At some point, business owners will incur debts from the bank, vendors, and friends, to name a few. These don’t include personal loans they need to pay like mortgage and probably student loans.
If days are good, the sales and cash flow are enough (or even beyond sufficient) to settle these debts. On bad ones, though, they may find these creditors breathing down their necks, calling incessantly, and even threatening lawsuits.
Sadly, no thanks to the pandemic, many entrepreneurs may be facing the second situation. According to the World Bank, businesses are already showing signs of insolvency. In Utah, about 10 percent of its restaurants have decided to close for good in 2020.
How can one call a time out without further ruffling more feathers, so to speak? Business owners can consider these steps:
1. Review Payment Records and Behavior
For those who have been religious in paying their debt with interest, who rarely ask for extensions or negotiate their terms, and who have been loyal customers for years, now is the good time to use this good behavior as leverage.
- Business owners may be able to ask confidently for discounts, interest waivers, and longer payment terms.
- Many creditors are actually scared of losing great customers or damaging an excellent professional relationship that takes years to build.
- By now, the company’s previous actions illustrate credibility and trust. Several creditors see this as a sign that when the business is on track again, the owners will also resume paying the exact amount.
- Creditors would rather receive a partial or interest-free payment than none at all.
- Like debtors, many creditors don’t want to go through lengthy collection processes.
2. Explore Various Payment Options
No business will ever know if a creditor is open to a time out or break unless it asks. However, it would be better if the company already has a plan in mind on how to repay the debt. They can explore a variety of options.
First, there’s debt consolidation.
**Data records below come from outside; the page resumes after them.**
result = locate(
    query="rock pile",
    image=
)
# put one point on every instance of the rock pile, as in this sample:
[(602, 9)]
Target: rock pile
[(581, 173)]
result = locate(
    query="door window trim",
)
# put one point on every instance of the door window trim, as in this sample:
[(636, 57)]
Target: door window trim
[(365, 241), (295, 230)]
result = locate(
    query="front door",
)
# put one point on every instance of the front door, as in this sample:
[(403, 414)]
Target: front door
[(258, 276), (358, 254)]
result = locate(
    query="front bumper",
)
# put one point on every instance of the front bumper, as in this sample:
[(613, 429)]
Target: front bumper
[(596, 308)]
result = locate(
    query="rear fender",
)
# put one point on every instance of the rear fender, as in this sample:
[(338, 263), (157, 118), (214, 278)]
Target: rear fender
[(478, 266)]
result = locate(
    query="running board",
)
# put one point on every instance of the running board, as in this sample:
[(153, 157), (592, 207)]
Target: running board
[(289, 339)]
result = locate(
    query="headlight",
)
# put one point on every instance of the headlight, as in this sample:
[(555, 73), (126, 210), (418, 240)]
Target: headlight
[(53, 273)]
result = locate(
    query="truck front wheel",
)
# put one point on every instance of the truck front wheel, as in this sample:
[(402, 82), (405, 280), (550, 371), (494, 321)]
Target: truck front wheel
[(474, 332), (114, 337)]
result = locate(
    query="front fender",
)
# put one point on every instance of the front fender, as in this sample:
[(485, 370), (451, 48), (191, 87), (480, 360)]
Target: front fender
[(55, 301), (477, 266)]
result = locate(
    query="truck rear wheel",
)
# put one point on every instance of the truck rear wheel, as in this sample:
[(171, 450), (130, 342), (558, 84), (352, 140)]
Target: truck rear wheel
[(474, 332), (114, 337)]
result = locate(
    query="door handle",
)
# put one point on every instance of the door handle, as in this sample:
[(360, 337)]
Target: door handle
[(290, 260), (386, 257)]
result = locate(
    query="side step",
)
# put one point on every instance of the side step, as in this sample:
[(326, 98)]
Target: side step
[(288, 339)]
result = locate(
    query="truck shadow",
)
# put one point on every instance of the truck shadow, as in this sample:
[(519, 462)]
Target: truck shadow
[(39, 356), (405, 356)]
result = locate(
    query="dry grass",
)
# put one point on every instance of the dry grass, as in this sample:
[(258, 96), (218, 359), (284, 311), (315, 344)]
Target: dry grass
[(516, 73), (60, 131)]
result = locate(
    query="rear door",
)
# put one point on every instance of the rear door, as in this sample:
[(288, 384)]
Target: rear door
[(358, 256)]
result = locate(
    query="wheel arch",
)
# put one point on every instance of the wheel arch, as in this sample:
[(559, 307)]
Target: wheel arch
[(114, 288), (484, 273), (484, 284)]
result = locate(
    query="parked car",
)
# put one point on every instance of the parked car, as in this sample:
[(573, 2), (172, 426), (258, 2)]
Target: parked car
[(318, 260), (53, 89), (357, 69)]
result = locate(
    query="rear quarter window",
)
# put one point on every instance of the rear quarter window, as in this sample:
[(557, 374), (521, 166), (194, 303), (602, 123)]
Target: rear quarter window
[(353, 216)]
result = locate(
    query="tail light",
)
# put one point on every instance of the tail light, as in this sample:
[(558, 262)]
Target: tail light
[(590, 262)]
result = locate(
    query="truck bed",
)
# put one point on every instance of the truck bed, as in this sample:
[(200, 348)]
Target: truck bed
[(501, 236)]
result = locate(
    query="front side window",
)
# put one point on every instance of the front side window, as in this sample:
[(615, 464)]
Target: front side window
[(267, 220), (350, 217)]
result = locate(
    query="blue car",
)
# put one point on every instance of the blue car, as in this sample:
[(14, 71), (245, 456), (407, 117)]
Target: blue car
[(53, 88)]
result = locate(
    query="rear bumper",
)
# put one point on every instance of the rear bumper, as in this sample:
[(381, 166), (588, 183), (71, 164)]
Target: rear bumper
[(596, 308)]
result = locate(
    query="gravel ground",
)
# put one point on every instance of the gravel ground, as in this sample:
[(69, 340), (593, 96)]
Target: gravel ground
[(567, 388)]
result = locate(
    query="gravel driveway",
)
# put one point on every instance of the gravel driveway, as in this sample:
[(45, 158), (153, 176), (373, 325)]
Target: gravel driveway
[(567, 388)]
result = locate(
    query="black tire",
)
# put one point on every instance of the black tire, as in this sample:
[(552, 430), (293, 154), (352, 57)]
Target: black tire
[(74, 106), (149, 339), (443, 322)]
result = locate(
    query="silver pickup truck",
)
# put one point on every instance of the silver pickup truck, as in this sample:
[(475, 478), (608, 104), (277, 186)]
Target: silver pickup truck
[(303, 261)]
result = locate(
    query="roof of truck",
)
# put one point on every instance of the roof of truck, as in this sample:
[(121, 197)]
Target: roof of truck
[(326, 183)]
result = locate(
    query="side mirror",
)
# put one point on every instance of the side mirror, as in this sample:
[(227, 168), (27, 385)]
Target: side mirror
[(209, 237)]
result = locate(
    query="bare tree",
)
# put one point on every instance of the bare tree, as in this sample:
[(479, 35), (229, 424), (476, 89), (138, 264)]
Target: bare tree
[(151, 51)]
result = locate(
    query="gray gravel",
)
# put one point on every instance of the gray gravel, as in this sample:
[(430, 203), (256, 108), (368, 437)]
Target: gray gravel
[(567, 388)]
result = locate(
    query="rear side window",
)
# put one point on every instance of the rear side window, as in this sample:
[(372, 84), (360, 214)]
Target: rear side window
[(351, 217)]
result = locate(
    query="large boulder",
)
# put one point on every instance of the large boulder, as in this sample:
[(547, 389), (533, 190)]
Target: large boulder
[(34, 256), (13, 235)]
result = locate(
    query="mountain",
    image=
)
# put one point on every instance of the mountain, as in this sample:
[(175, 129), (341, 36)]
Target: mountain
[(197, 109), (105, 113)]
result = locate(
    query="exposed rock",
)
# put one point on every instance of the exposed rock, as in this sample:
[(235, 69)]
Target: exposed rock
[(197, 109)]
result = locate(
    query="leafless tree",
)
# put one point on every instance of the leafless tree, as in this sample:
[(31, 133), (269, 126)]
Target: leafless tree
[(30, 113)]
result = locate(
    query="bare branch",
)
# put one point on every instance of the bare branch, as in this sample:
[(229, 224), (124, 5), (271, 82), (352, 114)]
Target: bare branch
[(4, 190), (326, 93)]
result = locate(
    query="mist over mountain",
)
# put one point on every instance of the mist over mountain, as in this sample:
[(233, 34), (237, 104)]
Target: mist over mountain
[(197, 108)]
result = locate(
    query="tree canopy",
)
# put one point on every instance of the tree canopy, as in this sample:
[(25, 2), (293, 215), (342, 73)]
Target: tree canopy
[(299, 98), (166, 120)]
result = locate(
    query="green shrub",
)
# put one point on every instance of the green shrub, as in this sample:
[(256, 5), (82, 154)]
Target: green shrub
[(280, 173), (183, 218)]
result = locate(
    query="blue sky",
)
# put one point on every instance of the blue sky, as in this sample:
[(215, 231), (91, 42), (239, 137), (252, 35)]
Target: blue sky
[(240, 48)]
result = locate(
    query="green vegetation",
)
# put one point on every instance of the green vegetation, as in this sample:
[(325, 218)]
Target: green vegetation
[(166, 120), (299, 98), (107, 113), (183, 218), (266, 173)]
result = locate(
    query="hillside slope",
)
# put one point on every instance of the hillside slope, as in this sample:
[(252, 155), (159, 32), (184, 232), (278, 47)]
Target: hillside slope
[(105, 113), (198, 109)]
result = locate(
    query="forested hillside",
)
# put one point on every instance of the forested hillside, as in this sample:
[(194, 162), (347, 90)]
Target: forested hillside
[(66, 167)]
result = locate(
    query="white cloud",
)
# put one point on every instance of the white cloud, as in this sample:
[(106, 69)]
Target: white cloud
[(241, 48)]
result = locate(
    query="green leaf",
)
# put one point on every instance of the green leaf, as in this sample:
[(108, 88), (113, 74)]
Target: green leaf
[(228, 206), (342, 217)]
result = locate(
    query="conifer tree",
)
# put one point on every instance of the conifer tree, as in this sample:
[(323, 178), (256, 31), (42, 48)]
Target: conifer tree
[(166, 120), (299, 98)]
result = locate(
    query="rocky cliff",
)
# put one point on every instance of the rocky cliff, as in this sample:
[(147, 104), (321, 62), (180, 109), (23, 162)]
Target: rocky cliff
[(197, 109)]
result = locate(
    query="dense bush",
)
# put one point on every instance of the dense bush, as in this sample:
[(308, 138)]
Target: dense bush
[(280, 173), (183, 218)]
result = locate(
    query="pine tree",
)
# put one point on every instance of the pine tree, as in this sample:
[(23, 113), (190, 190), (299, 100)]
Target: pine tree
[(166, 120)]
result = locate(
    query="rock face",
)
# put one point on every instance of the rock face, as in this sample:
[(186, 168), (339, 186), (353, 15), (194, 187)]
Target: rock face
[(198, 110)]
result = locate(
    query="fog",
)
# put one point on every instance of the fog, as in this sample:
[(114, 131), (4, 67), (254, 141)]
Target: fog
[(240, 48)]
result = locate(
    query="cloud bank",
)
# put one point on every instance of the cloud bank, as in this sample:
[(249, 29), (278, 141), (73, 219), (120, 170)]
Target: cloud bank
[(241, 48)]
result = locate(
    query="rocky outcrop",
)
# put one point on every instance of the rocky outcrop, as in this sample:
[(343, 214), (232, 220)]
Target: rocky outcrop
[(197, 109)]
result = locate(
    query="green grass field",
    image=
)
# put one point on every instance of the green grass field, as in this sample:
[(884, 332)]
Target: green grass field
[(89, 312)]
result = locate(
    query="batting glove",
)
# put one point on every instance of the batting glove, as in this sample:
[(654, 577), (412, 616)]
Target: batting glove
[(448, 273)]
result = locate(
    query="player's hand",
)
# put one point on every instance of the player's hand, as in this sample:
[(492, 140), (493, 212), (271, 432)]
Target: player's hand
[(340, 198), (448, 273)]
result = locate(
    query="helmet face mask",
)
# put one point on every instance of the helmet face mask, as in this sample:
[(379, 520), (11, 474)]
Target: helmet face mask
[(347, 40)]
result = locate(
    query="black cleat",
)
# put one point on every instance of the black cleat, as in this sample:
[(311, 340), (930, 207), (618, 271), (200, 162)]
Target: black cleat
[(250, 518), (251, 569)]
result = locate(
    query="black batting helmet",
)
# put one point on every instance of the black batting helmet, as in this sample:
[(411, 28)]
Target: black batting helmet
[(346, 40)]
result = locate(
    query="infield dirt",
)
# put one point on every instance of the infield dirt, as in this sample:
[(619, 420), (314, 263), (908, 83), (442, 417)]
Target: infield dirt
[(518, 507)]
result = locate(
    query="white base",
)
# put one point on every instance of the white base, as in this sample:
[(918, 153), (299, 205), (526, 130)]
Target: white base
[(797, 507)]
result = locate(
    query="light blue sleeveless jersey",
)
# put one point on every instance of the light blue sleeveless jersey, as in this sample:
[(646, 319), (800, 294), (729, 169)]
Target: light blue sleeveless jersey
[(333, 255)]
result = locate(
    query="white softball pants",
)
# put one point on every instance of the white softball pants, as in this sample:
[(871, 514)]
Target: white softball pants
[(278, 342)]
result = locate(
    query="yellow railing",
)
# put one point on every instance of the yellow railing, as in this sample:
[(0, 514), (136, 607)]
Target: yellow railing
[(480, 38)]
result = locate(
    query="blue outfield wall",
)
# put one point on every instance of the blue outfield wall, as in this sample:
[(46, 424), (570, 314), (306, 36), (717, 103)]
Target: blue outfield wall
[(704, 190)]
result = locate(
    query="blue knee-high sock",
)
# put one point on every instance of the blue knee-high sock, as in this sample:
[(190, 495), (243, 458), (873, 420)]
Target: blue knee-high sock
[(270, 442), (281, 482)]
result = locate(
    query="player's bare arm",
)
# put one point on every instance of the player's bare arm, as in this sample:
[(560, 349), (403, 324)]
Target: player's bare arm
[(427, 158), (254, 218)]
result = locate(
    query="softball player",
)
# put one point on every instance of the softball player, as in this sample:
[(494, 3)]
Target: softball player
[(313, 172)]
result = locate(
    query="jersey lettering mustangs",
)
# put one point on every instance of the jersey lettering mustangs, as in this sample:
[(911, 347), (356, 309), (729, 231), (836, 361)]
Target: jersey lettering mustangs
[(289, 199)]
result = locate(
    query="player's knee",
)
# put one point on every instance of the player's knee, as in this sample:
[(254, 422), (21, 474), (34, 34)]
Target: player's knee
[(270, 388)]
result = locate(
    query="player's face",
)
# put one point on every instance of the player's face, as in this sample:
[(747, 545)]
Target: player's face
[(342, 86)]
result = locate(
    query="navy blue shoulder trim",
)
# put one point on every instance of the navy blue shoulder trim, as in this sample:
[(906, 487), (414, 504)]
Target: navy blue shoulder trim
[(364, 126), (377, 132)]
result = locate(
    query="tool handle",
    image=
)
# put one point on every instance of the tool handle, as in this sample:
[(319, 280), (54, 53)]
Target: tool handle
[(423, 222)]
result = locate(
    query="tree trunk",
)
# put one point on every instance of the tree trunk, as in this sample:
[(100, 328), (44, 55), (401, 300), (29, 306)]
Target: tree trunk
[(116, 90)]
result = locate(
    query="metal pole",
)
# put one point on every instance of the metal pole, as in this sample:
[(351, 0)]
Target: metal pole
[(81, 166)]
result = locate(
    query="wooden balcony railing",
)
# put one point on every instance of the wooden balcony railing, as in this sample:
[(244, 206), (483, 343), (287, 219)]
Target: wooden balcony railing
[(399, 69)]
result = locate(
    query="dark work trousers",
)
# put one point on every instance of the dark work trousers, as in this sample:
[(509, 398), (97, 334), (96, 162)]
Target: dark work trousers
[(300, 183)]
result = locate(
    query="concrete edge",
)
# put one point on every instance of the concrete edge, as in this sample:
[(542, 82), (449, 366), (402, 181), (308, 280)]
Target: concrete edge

In this process, the business can merge all existing debts and take up a single loan to pay them. This way, it thinks of only one loan and interest. It may also take advantage of a much lower interest rate than what other creditors charge.
The second choice is to use home equity. Business owners can get a lump sum fund through a home equity loan or create a HELOC (home equity line of credit). With the latter, one can borrow an amount usually up to the limit of the property’s equity. Then they pay back the money with interest.
If other methods fail, the third option is bankruptcy. Because this is a decision with a possibly severe impact on finances and credit status, an entrepreneur should talk to an expert first.
Bankruptcy rules, like exemptions, can vary between states. Thus, businesses operating in Salt Lake City, Ogden, or Provo needs to talk with a bankruptcy attorney. They can also help choose the best bankruptcy method.
For instance, entrepreneurs who don’t plan to run the business anymore can opt for Chapter 7, which is the most common. This one focuses on liquidating the assets to pay off the creditors, depending on the exemption.
In the Beehive State, the court cannot force an individual to certain types of pension, personal property like artwork made by or depicting a family member, motor vehicle up to $2,500, and tools of the trade up to $5,000.
Chapter 13, meanwhile, is a possible choice for business owners committed to paying off their debts but don’t want to sell their assets. The court will help the debtor create a payment plan for five years to repay all secured loans and a percentage of the unsecured debt.
3. Maximize State Debt Assistance and Grants
The majority of the businesses in Utah have been affected by the COVID-19 pandemic, and they can get help from the state to support some of their financial needs.
One popular program is the Paycheck Protection Program (PPP), which is intended for small businesses that strive to keep their employees despite the pandemic. In return, they can apply for a loan and receive debt forgiveness for expenses incurred, such as payroll and rent and utility payments enforced before February 15, 2020.
The Utah Microloan Fund supports low-income and underserved communities in the state by providing business training and small business loans up to $50,000 for those who cannot qualify for traditional sources of funds.
When there’s no money in the coffers, facing creditors is difficult, but running away or pretending it isn’t happening is worse. Asking for a reprieve and getting help as soon as possible are still two of the best ways to deal with the problem.